Frank and his wife Colleen attended every A Night to Remember dinner bar one since 2013, rounding up friends and associates to form an enthusiastic table of party goers.

Frank, died on August 11th, aged 78, just two weeks after being diagnosed with cancer. Those that knew him won’t be surprised to learn that Frank, a retired insurance industry actuary, organised much of his funeral as befitting his methodical and analytical mind. 

Among the dozens of stories told at Frank’s funeral were those of his insatiable curiosity, which would see him immersed in the culture of the country he was working or visiting, much to the amusement of his family and the local population. A speaker of five languages, including two dialects of Malaysian, Frank would like nothing better than to head to the local markets to practise his linguistic and bartering skills. 

His four children – Peter, David, Kathryn and Felicity – told those attending how Frank made each one them feel as if they were the most-favoured and of how their father’s lack of cooking skills led to lots of takeaways or the production of ‘Dad’s special sandwich’, comprising copious quantities of peanut butter, brown sugar, hundreds and thousands and several layers of bread. 

Frank and Colleen chose to retire to Dunedin a dozen years ago, having lived and worked in England, Malaysia and Australia. Having been a former Scout Master and keen to continue with community service, Frank quickly became involved with the Andersons Bay Bowls Club, Probus and the Dunedin Fire Brigade Restoration Society where he was reunited with the 1916 Dennis fire engine he and two fellow University of Otago students had bought in the 1960s and which has now been fully restored. 

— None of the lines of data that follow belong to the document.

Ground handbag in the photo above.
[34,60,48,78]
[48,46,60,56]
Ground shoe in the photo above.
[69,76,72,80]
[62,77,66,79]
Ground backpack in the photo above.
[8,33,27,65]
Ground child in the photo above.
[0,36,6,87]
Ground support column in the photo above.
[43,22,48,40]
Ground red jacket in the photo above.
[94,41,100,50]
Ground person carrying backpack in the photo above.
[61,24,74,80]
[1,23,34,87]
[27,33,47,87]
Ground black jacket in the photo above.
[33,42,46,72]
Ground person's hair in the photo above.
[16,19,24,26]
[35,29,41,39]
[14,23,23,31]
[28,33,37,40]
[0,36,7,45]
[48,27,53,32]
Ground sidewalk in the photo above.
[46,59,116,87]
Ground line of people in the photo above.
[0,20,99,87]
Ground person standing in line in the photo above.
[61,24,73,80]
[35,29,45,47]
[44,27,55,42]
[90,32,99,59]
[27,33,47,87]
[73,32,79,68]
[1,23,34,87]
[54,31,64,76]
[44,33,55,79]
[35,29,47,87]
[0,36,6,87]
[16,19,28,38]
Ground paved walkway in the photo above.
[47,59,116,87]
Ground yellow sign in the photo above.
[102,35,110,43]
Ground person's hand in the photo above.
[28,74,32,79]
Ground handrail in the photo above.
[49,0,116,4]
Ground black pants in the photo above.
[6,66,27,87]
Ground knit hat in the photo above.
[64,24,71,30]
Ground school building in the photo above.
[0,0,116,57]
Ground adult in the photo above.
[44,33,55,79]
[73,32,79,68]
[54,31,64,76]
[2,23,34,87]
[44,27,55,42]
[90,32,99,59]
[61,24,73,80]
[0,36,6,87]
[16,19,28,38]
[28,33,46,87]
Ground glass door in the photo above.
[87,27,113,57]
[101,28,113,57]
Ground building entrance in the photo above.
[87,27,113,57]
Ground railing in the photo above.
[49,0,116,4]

It was fitting Frank’s casket was carried from the funeral service on that very appliance. 

As was with the case during his decades with the Scout movement, Frank willingly took on a number of club administrative duties with enthusiasm and professionalism. 

A special love was trout fishing. Second son David and youngest daughter Felicity shared the same birthday, six years apart. David’s birthday-present that day was a yellow fishing rod which he remembers much more vividly than the birth of his sister. It is rumoured Frank suggested that at 10lb if Felicity had been a trout, he would have had her stuffed and mounted as a much-prized trophy. 

Frank William Robertson always had a twinkle in his eye and gentle, somewhat enigmatic smile. At A Night to Remember he would be resplendent in his Robertson tartan kilt. 

We will miss his company, his genuine interest and his humour. Our condolences go out to Colleen and Frank’s children.